The Arcuate Estrogen-Regulated Transcriptome: Estrogen Response Element-Dependent and -Independent Signaling of ERα in Female Mice.

To influence energy homeostasis and reproduction, 17β-estradiol (E2) controls the arcuate nucleus (ARC) through multiple receptor-mediated mechanisms, but primarily via estrogen receptor (ER) α, which signals through both estrogen response element (ERE)-dependent and -independent mechanisms. To determine ERα-mediated, ERE-dependent, and ERE-independent E2 signaling in the ARC, we examined the differential regulation of the mouse arcuate transcriptome by E2 using three mice genotypes: (1) wild-type, (2) ERα knock-in/knockout (ERE-independent mechanisms), and (3) total ERα knockout (ERα-independent mechanisms). Females were ovariectomized and injected with oil or E2, and RNA sequencing on the ARC was used to identify E2-regulated genes in each genotype. Our results show that E2 regulates numerous genes involved in cell signaling, cytoskeleton structure, inflammation, neurotransmission, neuropeptide production, and transcription.
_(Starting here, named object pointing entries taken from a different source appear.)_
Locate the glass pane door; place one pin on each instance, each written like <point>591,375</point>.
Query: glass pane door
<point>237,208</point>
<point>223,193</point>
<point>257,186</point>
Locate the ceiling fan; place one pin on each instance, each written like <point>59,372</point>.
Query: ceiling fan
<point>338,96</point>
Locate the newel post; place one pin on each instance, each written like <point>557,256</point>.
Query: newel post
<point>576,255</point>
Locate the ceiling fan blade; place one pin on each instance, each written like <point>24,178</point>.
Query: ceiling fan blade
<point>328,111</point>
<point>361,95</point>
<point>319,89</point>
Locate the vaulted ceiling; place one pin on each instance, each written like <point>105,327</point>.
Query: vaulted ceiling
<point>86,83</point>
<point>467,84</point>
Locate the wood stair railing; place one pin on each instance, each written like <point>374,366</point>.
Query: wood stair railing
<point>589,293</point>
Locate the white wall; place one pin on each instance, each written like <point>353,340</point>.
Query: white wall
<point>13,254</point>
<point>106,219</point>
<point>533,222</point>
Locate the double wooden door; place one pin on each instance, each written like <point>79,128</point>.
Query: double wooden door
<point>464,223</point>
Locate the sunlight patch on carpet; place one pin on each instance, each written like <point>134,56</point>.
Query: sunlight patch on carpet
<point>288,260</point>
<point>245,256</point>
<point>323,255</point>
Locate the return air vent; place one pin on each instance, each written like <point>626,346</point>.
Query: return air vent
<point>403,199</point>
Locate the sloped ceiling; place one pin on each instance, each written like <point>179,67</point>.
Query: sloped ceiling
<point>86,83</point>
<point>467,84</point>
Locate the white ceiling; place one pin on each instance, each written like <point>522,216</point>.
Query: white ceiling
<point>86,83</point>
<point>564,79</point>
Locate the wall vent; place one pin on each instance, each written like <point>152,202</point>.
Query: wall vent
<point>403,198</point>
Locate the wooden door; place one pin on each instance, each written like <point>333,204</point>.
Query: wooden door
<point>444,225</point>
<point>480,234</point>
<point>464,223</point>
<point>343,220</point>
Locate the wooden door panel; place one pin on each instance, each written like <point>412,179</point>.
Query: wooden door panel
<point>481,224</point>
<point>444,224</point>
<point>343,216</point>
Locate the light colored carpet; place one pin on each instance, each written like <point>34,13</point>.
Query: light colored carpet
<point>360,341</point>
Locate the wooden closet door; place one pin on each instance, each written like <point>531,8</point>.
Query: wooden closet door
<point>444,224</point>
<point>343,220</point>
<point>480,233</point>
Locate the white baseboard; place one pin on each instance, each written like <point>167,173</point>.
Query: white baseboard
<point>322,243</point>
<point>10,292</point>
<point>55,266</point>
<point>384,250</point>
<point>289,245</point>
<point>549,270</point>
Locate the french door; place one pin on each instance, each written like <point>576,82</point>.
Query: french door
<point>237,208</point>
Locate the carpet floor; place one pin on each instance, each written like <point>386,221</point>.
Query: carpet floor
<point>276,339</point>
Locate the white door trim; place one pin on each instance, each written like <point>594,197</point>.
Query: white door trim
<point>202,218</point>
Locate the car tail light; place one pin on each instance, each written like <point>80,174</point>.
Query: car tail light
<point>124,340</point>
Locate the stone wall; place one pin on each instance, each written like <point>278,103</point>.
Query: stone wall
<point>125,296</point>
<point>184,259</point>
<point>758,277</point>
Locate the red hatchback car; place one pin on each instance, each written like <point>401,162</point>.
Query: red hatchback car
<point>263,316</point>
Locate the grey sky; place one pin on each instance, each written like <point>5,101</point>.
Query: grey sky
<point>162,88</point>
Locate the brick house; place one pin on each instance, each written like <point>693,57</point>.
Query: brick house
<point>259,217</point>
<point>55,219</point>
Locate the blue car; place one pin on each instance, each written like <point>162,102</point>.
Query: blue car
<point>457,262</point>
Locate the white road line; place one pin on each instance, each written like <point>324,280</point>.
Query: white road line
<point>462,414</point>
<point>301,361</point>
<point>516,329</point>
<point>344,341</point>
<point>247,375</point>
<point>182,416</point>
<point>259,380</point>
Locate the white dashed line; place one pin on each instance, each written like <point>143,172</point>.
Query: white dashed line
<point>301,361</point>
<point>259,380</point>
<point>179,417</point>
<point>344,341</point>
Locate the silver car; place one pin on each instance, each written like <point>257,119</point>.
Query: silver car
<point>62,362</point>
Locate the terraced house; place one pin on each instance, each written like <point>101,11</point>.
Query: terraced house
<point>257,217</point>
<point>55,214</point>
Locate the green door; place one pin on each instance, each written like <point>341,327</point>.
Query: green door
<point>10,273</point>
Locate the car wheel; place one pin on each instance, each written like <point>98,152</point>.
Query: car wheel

Furthermore, ERE-independent signaling regulates ARC genes expressed in kisspeptin neurons and transcription factors that control the hypothalamic/pituitary/gonadal axis. Interestingly, a few genes involved in mitochondrial oxidative respiration were regulated by E2 through ERα-independent signaling. A comparison within oil- and E2-treated females across the three genotypes suggests that genes involved in cell growth and proliferation, extracellular matrices, neuropeptides, receptors, and transcription are differentially expressed across the genotypes. Comparing with previously published chromatin immunoprecipitation sequencing analysis, we found that ERE-independent regulation in the ARC is mainly mediated by tethering of ERα, which is consistent with previous findings. We conclude that the mouse arcuate estrogen-regulated transcriptome is regulated by multiple receptor-mediated mechanisms to modulate the central control of energy homeostasis and reproduction, including novel E2-responsive pathways.